29 jul, 2024 - 08:36 • Lusa
A presidente da Comissão Nacional de Promoção dos Direitos e Proteção das Crianças e Jovens apontou o conflito parental como o "maior flagelo", a par da violência doméstica, com crianças "que são autênticas bolas de pingue-pongue" entre os pais.
Em entrevista à agência Lusa, quando termina o mandato à frente da Comissão Nacional de Promoção dos Direitos e Proteção das Crianças e Jovens (CNPDPCJ), onde esteve sete anos, Rosário Farmhouse assumiu que o conflito parental é o que mais a preocupa atualmente.
"Estamos com situações de crianças que são autênticas bolas de ping-pongue, de um lado para o outro, quando os pais estão em conflito", alertou a responsável, lembrando que "a relação terminou, mas a parentalidade não".
Rosário Farmhouse deu conta de um "drama maior", com as Comissões de Proteção de Crianças e Jovens (CPCJ) a receberem "testemunhos horríveis" de casos "nas mais variadas zonas do país", e em que "ninguém pensa no interesse da criança".
Contou o caso de uma criança, ainda em idade de creche que, como os pais estavam separados e cada um em zonas distintas do país, estava 15 dias numa creche e 15 dias noutra, e apontou que há casos em que os adultos "começam a entrar num registo que para a criança é um sofrimento atroz".
"Temos crianças com tentativas de suicídio, crianças com comportamentos autolesivos, precisamente porque estão a viver a violência entre os pais, já para não falar da violência doméstica enquanto ainda estão juntos, que é outro flagelo", alertou.
Salientou que as crianças em contexto de violência doméstica desenvolvem "sintomas equiparáveis a sintomas de [trauma de] guerra".
"Não há nada pior do que ver as duas pessoas que são referência, que tanto amam, em guerra, seja enquanto vivem debaixo do mesmo teto - e aí é horrível porque é constante - seja quando a separação é conflituosa, em que sempre que é tempo de trocar de pai é um drama, a criança perde o apetite, fica apática", alertou.
Revelou que há igualmente escolas a queixarem-se deste conflito entre pais e a dirigirem-se às CPCJ "sem saber como gerir" casos, como por exemplo, de "pais [que] vão à porta da escola fazer escândalo".
Defendeu que é preciso "avançar muito" no direito à participação das crianças em "todas as matérias que lhes dizem respeito", salientando que "o que elas querem mesmo é passar tempo de qualidade com os seus pais ou os seus adultos de referência".
Questionada sobre o aumento do número de crianças acompanhadas pelas CPCJ em 2023, mais 6,7% do que no ano anterior, e com perto de 55 mil comunicações de perigo, a maioria por negligência e violência doméstica, Rosário Farmhouse disse acreditar que esse aumento reflete uma maior sensibilização da sociedade para a problemática.
Segundo a responsável, e em comparação com outros países, Portugal tem uma taxa de incidência semelhante, que ronda os 2,5% e os 3%, dependendo da zona do país.
Admitiu, por outro lado, que "cada situação de perigo é de uma complexidade enorme" e apontou que as CPCJ têm sentido que "as situações são cada vez mais complexas".
"Aquilo que aparentemente pode ser um absentismo escolar, quando se vai a ver é a ponta do icebergue.
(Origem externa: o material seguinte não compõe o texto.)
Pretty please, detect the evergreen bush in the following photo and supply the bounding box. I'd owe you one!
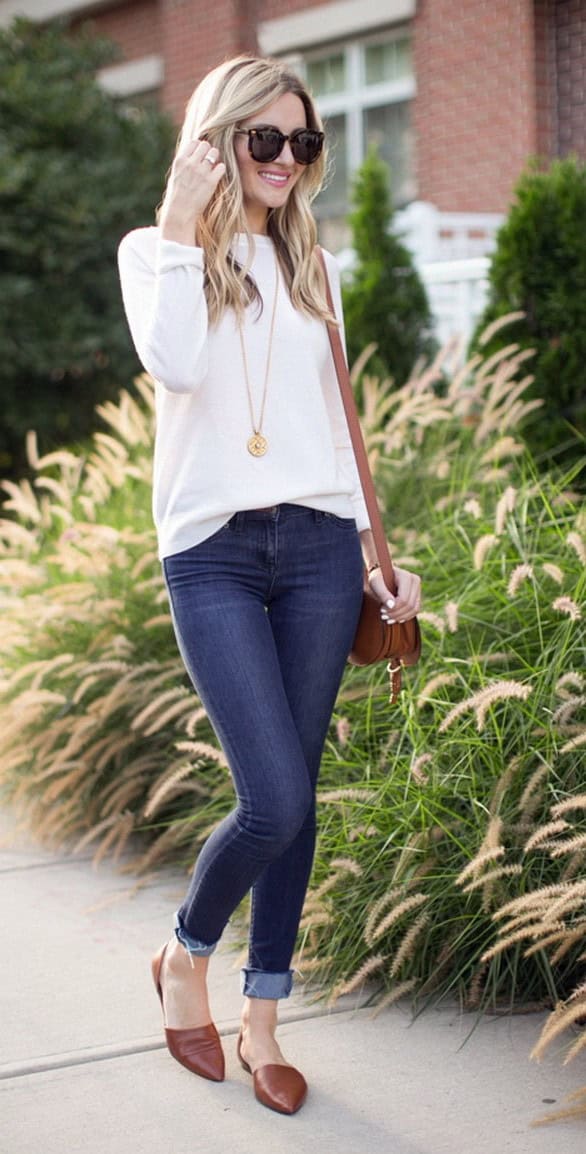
[474,157,586,463]
[343,148,435,384]
[0,20,172,475]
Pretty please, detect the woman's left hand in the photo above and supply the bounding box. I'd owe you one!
[368,565,421,624]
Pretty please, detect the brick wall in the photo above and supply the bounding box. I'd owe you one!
[534,0,557,157]
[555,0,586,160]
[160,0,256,120]
[73,0,160,60]
[414,0,538,212]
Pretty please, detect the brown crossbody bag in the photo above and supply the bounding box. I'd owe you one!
[317,246,421,702]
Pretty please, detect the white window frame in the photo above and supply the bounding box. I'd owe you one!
[302,25,416,178]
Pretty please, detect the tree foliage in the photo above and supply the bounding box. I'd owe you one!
[343,149,434,384]
[0,20,172,473]
[474,157,586,459]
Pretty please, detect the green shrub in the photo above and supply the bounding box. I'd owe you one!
[343,148,434,384]
[0,20,172,475]
[475,158,586,463]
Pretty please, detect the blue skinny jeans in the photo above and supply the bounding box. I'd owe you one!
[163,504,362,998]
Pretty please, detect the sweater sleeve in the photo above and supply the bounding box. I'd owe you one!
[118,228,208,392]
[324,250,370,532]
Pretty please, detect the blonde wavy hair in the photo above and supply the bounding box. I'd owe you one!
[159,55,331,324]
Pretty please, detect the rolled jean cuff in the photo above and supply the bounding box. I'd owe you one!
[240,969,293,998]
[174,914,218,958]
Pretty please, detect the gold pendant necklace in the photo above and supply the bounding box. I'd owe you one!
[238,253,279,457]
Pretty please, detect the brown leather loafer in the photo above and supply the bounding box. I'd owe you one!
[236,1033,307,1114]
[151,942,225,1081]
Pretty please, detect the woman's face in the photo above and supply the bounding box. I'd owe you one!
[234,92,307,233]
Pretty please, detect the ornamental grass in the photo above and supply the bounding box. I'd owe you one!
[0,322,586,1109]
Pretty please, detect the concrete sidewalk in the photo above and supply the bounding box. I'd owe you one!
[0,817,585,1154]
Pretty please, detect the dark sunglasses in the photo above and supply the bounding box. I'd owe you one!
[236,125,324,164]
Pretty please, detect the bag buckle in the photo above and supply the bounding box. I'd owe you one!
[386,657,403,705]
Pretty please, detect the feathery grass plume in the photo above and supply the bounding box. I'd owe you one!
[551,694,586,726]
[370,977,419,1018]
[551,794,586,817]
[493,882,573,920]
[144,762,203,817]
[418,609,445,635]
[565,530,586,565]
[463,866,523,893]
[329,953,386,1005]
[531,994,586,1062]
[317,786,377,803]
[463,497,482,520]
[480,436,525,465]
[559,729,586,754]
[336,718,352,747]
[475,681,532,733]
[300,906,332,930]
[480,924,541,961]
[444,601,459,634]
[549,917,586,966]
[175,741,228,770]
[456,846,505,885]
[438,681,531,733]
[416,673,458,709]
[506,563,533,598]
[518,765,549,817]
[523,818,570,854]
[362,885,405,946]
[130,685,191,729]
[473,533,498,572]
[495,485,517,537]
[551,597,581,621]
[371,893,428,942]
[555,669,586,697]
[143,699,193,737]
[389,911,431,977]
[330,857,363,877]
[411,754,434,786]
[541,561,564,585]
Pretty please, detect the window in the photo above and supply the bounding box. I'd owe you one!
[302,29,415,249]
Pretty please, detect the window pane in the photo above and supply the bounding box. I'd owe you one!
[365,37,413,84]
[315,115,348,218]
[307,52,346,96]
[363,100,415,205]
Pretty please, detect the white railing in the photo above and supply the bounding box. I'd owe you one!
[395,201,503,344]
[338,201,503,347]
[419,256,490,346]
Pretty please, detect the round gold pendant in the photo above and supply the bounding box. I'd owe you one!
[247,433,269,457]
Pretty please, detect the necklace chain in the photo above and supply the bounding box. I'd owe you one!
[238,253,279,457]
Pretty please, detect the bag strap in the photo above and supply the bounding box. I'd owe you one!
[316,245,397,593]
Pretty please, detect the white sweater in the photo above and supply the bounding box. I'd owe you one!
[119,227,368,557]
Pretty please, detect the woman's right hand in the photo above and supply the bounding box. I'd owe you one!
[159,141,226,245]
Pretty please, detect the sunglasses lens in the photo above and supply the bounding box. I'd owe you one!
[250,128,285,163]
[290,128,323,164]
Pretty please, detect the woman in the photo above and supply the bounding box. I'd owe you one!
[119,57,419,1114]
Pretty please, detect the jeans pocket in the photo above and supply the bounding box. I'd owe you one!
[325,512,356,532]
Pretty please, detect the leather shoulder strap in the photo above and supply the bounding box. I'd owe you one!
[316,245,397,593]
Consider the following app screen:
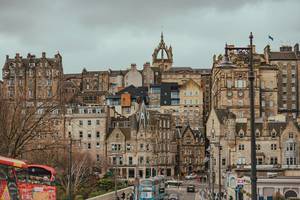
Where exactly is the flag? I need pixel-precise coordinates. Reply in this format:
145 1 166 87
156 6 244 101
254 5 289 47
269 35 274 41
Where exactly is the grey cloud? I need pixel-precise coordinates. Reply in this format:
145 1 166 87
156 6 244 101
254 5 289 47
0 0 300 77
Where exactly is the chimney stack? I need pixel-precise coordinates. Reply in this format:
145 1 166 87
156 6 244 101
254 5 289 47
131 63 136 70
294 43 299 53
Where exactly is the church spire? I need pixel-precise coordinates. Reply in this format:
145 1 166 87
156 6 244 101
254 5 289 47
160 32 164 42
152 31 173 71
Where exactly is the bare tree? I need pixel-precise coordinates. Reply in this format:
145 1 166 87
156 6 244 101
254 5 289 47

Há uma enorme tipologia de crimes por trás, não só negligência, mas às vezes violência, maus tratos físicos, maus tratos psicológicos, violência doméstica, e está tudo por trás a provocar que a criança falte à escola", exemplificou.
Lembrou, a propósito o papel das escolas na denúncia deste tipo de casos, apontando que "são a segunda entidade que mais comunica situações de perigo", e salientando que se trata de um "drama que não só põe em causa o direito à educação, mas também todos os direitos da criança".